Many defenders of regulation argue that restrictions are necessary because cabdrivers make so little money as it is. But there’s very little evidence that restricting the number of cabs improves the lot of the people who drive them, rather than the lot of the companies that, by and large, own the licenses. It’s simply too easy for new would-be drivers to show up at a taxi service and compete cabbies’ earnings down—in these days of GPS, you don’t even need to be familiar with the area. So any excess profits from restricting entry tend to accrue not to the drivers, but to the people who own the right to drive. Last October, two New York City taxi medallions sold for $1 million apiece.

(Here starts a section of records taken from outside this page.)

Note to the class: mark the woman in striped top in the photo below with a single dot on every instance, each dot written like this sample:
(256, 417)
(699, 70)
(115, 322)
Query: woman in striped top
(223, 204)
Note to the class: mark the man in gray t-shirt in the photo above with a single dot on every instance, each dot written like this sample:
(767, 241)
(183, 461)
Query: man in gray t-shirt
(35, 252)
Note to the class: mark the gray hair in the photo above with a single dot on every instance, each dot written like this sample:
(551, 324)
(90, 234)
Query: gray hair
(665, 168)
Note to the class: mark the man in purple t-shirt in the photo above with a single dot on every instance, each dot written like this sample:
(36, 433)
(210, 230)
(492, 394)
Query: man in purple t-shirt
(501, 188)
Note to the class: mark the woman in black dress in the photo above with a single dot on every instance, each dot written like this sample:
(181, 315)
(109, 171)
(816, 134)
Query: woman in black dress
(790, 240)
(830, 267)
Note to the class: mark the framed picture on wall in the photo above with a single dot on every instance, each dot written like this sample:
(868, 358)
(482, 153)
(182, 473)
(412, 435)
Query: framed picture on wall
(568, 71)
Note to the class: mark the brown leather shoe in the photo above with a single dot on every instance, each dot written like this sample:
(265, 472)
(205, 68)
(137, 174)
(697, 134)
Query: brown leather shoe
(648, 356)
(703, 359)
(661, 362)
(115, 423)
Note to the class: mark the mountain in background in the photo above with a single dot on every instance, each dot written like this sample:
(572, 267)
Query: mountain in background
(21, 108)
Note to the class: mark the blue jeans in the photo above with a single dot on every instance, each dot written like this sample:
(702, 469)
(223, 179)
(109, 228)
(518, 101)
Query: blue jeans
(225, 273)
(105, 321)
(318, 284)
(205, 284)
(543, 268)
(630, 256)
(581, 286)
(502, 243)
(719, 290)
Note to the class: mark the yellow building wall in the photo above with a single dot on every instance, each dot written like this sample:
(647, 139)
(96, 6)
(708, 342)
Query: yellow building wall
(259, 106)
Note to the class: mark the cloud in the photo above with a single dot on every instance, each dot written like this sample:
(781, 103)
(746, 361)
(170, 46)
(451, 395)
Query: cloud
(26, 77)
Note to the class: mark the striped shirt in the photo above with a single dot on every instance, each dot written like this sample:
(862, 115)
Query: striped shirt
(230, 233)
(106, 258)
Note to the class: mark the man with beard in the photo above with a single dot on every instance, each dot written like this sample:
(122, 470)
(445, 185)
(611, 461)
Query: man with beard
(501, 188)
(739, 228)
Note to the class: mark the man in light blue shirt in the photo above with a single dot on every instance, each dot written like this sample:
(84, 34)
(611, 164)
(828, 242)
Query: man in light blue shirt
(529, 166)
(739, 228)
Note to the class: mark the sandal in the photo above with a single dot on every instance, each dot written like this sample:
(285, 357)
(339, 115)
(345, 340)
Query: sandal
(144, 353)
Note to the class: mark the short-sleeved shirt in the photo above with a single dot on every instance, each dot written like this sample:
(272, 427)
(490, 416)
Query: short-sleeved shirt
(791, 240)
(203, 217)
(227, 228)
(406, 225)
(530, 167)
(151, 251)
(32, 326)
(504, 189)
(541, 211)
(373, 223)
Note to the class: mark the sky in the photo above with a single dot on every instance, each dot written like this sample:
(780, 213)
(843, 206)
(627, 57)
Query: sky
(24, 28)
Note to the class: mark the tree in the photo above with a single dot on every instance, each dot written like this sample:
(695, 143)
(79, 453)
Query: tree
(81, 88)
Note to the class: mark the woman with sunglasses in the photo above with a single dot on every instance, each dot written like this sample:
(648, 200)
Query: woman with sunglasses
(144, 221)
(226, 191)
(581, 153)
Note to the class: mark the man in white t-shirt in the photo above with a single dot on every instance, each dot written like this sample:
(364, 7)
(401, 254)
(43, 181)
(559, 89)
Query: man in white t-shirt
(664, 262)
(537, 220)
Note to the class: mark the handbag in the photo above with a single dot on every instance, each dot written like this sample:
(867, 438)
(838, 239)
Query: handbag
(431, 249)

“In New Haven, nearly every taxi is owned or controlled by [the same] person,” Robert McNamara, an attorney at the Institute for Justice, which litigates against these sorts of rules, told me. Restricting entry “hasn’t made the drivers better off.”
Nonetheless, the public fights usually get framed as consumers-against-drivers. And regulators respond with a patchwork of policies to pay off various constituencies—entry restrictions in exchange for lower fares, “fuel surcharges” in exchange for laws requiring drivers to take you anywhere in the city.

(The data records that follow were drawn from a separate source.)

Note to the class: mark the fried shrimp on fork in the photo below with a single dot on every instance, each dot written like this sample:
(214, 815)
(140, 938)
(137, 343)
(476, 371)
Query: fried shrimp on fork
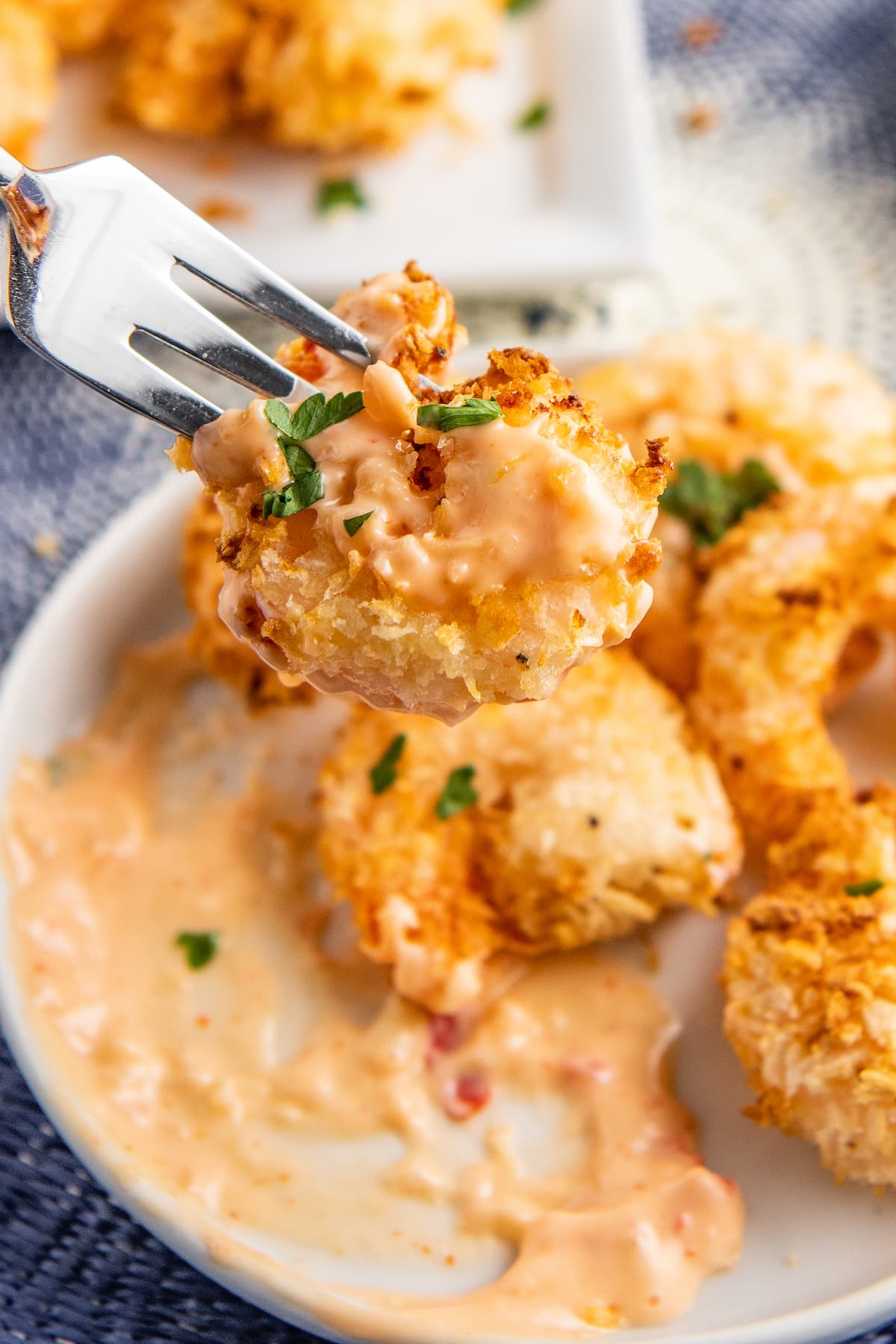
(722, 398)
(790, 588)
(810, 983)
(430, 553)
(527, 830)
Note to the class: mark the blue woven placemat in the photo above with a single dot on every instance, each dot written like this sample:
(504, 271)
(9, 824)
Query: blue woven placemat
(801, 92)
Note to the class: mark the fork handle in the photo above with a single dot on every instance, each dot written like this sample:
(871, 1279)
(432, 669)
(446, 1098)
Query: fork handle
(10, 168)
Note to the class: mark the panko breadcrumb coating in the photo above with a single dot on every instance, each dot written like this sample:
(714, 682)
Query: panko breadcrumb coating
(810, 983)
(308, 74)
(222, 653)
(27, 75)
(595, 811)
(813, 416)
(788, 589)
(491, 558)
(413, 322)
(81, 26)
(328, 75)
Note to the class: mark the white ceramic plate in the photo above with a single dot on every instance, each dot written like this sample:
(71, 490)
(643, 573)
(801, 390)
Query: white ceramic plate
(497, 210)
(818, 1260)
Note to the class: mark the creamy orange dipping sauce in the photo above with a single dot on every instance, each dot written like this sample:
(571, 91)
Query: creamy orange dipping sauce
(284, 1092)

Almost all the everyday complaints about cabs trace back to this regulatory cocktail. Drivers won’t take you to the outer reaches of your metropolitan area? The regulated fares won’t let them charge you more to recover the cost of dead-heading back without a return customer. Cabs are poorly maintained? Blame restricted competition, and the inability to charge for better quality. Cabbies drive like maniacs? With high fixed costs for cars and gas, and no way to increase their earnings except by finding another fare, is it any wonder that they try to get from place to place as fast as possible?